(Seoul) Wer sind die Katholiken, die Papst Franziskus unter Häresieverdacht stellt, indem er sie als „Pelagianer“ bezeichnet? Oder hat der Papst seine Meinung grundlegend geändert und den Häresievorwurf in Dank umgewandelt? Secretum meum mihi stellte einen Vergleich „widersprüchlicher“ Haltungen des Papstes zu ein und derselben Sache an. „Was ist wahr? Hat der Papst innerhalb eines Jahres seine Meinung geändert? Sagte er damals oder heute nicht das, was man sagt, daß er es gesagt habe? Wurde er mißverstanden?“, fragt deshalb Francisco de la Cigoña, einer der bekanntesten katholischen Blogger Spaniens.
„Die Reise nach Korea war ein Erfolg und im Augenblick scheint es nichts Aufsehenerregendes zu geben, das richtigzustellen, zu dementieren und zu präzisieren wäre.“ so de la Cigoña. „Kann es sein, daß der Papst lernt, der Papst zu sein?
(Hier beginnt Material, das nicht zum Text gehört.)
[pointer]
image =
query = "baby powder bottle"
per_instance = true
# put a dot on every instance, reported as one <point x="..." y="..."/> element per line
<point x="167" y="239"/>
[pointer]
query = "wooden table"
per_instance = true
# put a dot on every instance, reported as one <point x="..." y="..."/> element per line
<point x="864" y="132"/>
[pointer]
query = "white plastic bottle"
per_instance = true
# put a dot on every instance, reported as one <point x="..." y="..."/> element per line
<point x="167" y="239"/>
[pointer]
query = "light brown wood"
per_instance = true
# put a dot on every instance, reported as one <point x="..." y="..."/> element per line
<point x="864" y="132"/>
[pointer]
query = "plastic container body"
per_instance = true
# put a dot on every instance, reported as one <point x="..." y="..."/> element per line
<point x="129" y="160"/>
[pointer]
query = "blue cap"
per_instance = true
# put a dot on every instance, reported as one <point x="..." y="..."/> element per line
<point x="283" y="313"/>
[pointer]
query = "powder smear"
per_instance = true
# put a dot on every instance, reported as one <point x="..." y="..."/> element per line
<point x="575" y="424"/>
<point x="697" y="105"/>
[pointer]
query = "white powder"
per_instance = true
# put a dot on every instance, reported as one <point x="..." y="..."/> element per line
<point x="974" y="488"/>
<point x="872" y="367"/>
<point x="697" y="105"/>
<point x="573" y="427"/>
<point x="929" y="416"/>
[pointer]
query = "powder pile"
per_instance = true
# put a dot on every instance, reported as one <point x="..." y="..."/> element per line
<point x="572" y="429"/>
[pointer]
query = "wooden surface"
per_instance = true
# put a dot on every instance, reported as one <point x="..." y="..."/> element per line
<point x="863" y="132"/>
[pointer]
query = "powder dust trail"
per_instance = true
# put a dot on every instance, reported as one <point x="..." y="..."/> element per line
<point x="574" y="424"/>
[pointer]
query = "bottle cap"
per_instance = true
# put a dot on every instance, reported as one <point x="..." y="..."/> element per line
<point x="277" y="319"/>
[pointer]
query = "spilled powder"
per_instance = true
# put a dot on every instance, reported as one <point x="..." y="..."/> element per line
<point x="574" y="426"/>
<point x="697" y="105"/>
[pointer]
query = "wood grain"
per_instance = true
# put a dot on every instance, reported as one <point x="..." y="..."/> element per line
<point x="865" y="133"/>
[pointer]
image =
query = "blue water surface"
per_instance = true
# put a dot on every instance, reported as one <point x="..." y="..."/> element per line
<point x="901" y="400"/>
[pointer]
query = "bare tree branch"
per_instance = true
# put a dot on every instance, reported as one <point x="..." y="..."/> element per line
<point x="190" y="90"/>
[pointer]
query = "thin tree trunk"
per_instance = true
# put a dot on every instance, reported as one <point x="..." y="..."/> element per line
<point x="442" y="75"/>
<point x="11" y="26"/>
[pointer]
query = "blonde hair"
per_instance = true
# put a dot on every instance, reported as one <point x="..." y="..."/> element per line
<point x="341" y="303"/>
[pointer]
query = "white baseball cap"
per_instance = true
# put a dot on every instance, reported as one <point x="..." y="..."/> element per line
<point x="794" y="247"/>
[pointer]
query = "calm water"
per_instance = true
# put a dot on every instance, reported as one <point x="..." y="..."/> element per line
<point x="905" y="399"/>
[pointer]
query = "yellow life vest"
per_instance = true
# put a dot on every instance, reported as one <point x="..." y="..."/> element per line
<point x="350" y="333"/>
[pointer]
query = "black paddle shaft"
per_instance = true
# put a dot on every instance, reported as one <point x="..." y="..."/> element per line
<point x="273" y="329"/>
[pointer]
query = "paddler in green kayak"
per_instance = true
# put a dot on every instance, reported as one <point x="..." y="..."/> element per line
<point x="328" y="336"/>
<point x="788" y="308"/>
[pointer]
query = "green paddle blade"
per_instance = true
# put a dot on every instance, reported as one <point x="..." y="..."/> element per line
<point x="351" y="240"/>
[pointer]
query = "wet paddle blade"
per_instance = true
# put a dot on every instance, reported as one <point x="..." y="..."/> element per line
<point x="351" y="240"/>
So Gott will.“ „Mit Sicherheit sah er in Korea eine blühende, missionarische Kirche mit einem sehr traditionellen Erscheinungsbild. Ob sie gerade deshalb ein solches Wachstum erlebt? Während die Kirche in Japan, die so nahe und doch so verschieden ist, nicht abhebt.“
Der Pelagianer-Vorwurf im Juni 2013
Am 6. Juni 2013 hatte Papst Franziskus die progressiven Vorstandsmitglieder des Dachverbandes der Ordensleute Lateinamerikas und der Karibik Confederación Latinoamericana y Caribeña de Religiosos y Religiosas (CLAR) in Privataudienz empfangen. Das von der Delegation angefertigte Gedächtnisprotokoll über die beim einstündigen Treffen gemachten Aussagen des Papstes, wurde umgehend der progressiven chilenischen Zeitschrift Reflexion y Liberacion zugespielt und von dieser veröffentlicht.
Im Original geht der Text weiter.